# Primary sarcasm model

In [2]:
import torch
import numpy as np
import evaluate
from datasets import Dataset
from transformers import AutoTokenizer, BertForSequenceClassification
from transformers import TrainingArguments, Trainer

  from .autonotebook import tqdm as notebook_tqdm


Following architecture from *Context-Aware Sarcasm Detection Using BERT*:
> In our study, we used the uncased large version of BERT. This version has 24 layers and 16 attention heads. This model generates 1024 dimensional vector for each word. We used 1024 dimensional vector of the Extract layer as the representation of the text. Our classification layer consisted of a single Dense layer. This layer used the sigmoid activation layer. The classifier was trained using the Adam optimizer with a learning rate of 2e-5. The binary crossentropy loss function was used.

## Load model

We're using `BertForSequenceClassification`, which is a BERT transformer with a dense (linear) layer for classification. The transformer is not frozen, so training this model both finetunes BERT for this task and trains the classification layer. Running this cell will show the model architecture.

The loss from model is negative log-likelihood loss. The difference is that cross entropy expects raw probabilities, and NLL expects log probs, so not a huge difference, and it's probably fine to use. If needed, we can overwrite the default loss function.

The warning when you run this cell is just because the classification layer hasn't been trained, so the model shouldn't be used out of the box- it needs to be trained first.

In [3]:
pretrained_checkpoint = "google-bert/bert-base-uncased"     # switch to large later
id2label = {0: "not_sarcastic", 1: "sarcastic"} 

tokenizer = AutoTokenizer.from_pretrained(pretrained_checkpoint, use_fast=True)
model = BertForSequenceClassification.from_pretrained(pretrained_checkpoint, id2label=id2label)

model

Some weights of BertForSequenceClassification were not initialized from the model checkpoint at google-bert/bert-base-uncased and are newly initialized: ['classifier.bias', 'classifier.weight']
You should probably TRAIN this model on a down-stream task to be able to use it for predictions and inference.

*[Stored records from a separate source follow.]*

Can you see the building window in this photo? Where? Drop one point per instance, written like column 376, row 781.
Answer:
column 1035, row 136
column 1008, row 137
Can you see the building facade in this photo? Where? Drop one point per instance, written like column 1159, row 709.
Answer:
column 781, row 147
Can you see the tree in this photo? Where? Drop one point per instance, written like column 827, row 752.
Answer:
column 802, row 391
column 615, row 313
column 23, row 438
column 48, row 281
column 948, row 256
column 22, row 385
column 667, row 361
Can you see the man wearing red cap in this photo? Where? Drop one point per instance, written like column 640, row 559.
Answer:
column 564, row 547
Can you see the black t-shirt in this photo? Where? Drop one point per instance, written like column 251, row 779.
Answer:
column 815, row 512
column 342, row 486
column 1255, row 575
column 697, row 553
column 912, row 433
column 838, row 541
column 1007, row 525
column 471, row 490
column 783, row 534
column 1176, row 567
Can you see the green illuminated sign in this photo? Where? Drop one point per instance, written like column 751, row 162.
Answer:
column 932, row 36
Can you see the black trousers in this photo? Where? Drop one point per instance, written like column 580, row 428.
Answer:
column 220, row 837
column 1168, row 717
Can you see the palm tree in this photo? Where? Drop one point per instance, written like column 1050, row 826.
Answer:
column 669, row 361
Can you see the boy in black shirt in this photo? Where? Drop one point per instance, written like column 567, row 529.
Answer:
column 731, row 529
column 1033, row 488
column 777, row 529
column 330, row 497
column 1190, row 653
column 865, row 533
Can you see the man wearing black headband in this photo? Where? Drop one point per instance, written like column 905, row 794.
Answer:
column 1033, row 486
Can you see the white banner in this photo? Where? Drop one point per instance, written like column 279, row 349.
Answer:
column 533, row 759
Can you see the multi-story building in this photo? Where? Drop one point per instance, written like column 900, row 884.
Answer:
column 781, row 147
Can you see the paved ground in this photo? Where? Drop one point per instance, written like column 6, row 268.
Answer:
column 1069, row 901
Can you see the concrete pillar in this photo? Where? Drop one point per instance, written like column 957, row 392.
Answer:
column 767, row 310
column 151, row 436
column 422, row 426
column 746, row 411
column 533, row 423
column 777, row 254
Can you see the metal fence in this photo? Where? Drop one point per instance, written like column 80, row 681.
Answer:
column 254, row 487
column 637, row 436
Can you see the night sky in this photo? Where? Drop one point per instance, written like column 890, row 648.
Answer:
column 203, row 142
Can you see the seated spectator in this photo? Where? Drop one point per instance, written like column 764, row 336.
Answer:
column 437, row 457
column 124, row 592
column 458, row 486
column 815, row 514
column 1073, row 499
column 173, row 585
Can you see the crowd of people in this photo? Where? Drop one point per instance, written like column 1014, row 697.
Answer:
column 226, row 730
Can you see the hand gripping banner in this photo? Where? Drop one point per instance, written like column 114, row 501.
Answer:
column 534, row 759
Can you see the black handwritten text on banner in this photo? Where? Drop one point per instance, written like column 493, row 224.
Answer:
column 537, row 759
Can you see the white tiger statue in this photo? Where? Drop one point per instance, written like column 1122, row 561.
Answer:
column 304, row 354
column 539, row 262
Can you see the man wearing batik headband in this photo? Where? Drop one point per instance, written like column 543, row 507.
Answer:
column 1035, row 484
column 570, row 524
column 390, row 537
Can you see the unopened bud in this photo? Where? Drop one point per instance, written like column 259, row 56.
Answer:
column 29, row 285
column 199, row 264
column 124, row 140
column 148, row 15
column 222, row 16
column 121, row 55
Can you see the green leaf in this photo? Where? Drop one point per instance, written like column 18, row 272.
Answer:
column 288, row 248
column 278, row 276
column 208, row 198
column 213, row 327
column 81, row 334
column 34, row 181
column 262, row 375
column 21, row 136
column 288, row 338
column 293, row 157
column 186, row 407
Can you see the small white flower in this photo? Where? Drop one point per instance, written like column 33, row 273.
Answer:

BertForSequenceClassification(
  (bert): BertModel(
    (embeddings): BertEmbeddings(
      (word_embeddings): Embedding(30522, 768, padding_idx=0)
      (position_embeddings): Embedding(512, 768)
      (token_type_embeddings): Embedding(2, 768)
      (LayerNorm): LayerNorm((768,), eps=1e-12, elementwise_affine=True)
      (dropout): Dropout(p=0.1, inplace=False)
    )
    (encoder): BertEncoder(
      (layer): ModuleList(
        (0-11): 12 x BertLayer(
          (attention): BertAttention(
            (self): BertSelfAttention(
              (query): Linear(in_features=768, out_features=768, bias=True)
              (key): Linear(in_features=768, out_features=768, bias=True)
              (value): Linear(in_features=768, out_features=768, bias=True)
              (dropout): Dropout(p=0.1, inplace=False)
            )
            (output): BertSelfOutput(
              (dense): Linear(in_features=768, out_features=768, bias=True)
              (LayerNorm): LayerNorm((768,), eps=1e-12,

## Load data

Data should be a HuggingFace dataset in order to play nicely with the trainer.

In [8]:
import json

data_dir = "../../data/sarc"
train_filename = f"{data_dir}/toy_comments-train-balanced.json"
eval_filename = f"{data_dir}/dev-comments-balanced.json"

In [5]:
def preprocess_func(data, text_key="text"):
    return tokenizer(data[text_key], truncation=True)

In [6]:
def preprocess_data(raw_data):
    data = [{"text": d["response"], "label": int(d["label"])} for d in raw_data]
    dataset = Dataset.from_list(data)

    encoded_dataset = dataset.map(preprocess_func)  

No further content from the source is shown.